Mental health and substance use are at the forefront of health policy issues today, both at the national and state levels, due to rising visibility of the costs of not addressing mental health and substance use treatment needs. In 2015, with funding from the Kate B. Reynolds Charitable Trust, the North Carolina Institute of Medicine (NCIOM) convened the Task Force on Mental Health and Substance Use, with the goal of developing recommendations to increase and improve community-based and evidence-informed prevention, treatment, and recovery services and supports for individuals with mental health and substance use disorders.
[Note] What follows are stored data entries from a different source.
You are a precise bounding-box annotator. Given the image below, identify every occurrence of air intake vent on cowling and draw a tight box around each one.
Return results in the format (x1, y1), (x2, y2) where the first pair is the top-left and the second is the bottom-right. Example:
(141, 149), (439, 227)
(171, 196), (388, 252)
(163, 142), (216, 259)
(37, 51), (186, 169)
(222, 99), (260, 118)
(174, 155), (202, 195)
The Task Force had three workgroups; cross-cutting, which considered how to support the development of a full continuum of community-based mental health and substance use prevention, treatment, and recovery services for all North Carolinians, and adolescent and older adult workgroups, which looked specifically at the unique needs of these populations.

The Task Force was co-chaired by Angela Bryant, Senator, North Carolina General Assembly; Courtney Cantrell, PhD, former Director, Division of Mental Health, Developmental Disabilities, and Substance Abuse Services, North Carolina Department of Health and Human Services; Josh Dobson, Representative, North Carolina General Assembly; and John Santopietro, MD, FAPA, Chief Clinical Officer of Behavioral Health, Carolinas Health System. They were joined by 67 other task force and steering committee members including legislators, state and local agency representatives, service providers, advocates, and community representatives. The Task Force met five times and each workgroup met four times between June 2015 and July 2016.